Duisburg. Die Abwahl Sauerlands ist das eine, die Frage nach dem Neuanfang danach das andere. Duisburg hat seinen Neuanfang. Gewiss nicht den, der gewünscht, ersehnt, vollmundig versprochen wurde. Es hat mehr oder weniger die Reset-Taste gedrückt. Ein Kommentar von Oliver Schmeer.
Die Abwahl Sauerlands ist das eine, die Frage nach dem Neuanfang danach das andere. Das eine bedingt nicht automatisch das andere. Das eine war nötig, das andere möglich.

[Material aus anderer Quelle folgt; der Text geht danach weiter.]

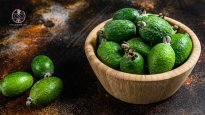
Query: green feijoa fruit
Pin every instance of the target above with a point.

Ersteres lässt sich leicht einordnen: Die 130.000 Stimmen vor einem Jahr gegen den Oberbürgermeister Sauerland waren 130.000 Stimmen für Duisburg; sie setzten ein Zeichen, sie waren eine Befreiung, eine Erlösung für die zerrissene, gelähmte Stadt. Denn Duisburg zerrieb sich an der Person Sauerlands. Er hatte die gesamte Stadtgesellschaft durch sein Leugnen von Verantwortung, zumindest der moralischen, nach der Loveparade-Katastrophe in die nächste Dauer-Katastrophe getrieben. Da er den Weg nicht frei machen wollte, war die Abwahl der einzige Weg, ein demokratischer zudem.
Mit Sauerland hätte es keine Entschuldigung gegeben
Sauerland war nicht der Schuldige der Tunnel-Tragödie. Aber er war das Gesicht der Stadt. Und damit konnte sich Duisburg nicht mehr zeigen. Die Stadt war gespalten, bürgerschaftliches und politisches Handeln war kaum mehr möglich, Duisburg zermürbte sich in seinem Innersten, beobachtet von außen.
Es ist richtig, an der politischen Kultur danach hat sich nicht viel zum Besseren gewandelt. Wie sollte Duisburg auch plötzlich zur Insel der Glückseligen werden, zur heilen politischen Welt? Aber der Umgang mit der Loveparade ist ein anderer geworden? Blieb uns nicht die oft schon ritualisierte Selbstzerfleischung erspart? Mit einem fortdauernden K(r)ampf um Sauerland hätte es keinen zweiten Gedenktag der Entschuldigung gegeben, keine 21 Magnolienbäume auf der Bahnhofsplatte, wohl auch keine Einigung zur Gedenkstätte. Auch kein zukunftsgerichtetes Handeln für die Stadt.
Duisburg hat seinen Neuanfang. Gewiss nicht den, der gewünscht, ersehnt, vollmundig versprochen wurde. Es hat mehr oder weniger die Reset-Taste gedrückt, den – unperfekten – Alltags-Status erreicht. Und doch. Duisburg hat zugleich Lehren gezogen. Viele Bürger sind selbstbewusster, fordernder, nachdenklicher geworden, Politik und Verantwortliche bei allen Rückfällen in alte Zeiten aufmerksamer, vorsichtiger. Ein neuer politischer Stil? Nur ansatzweise. Der Unterschied: Er lässt sich jetzt einfordern.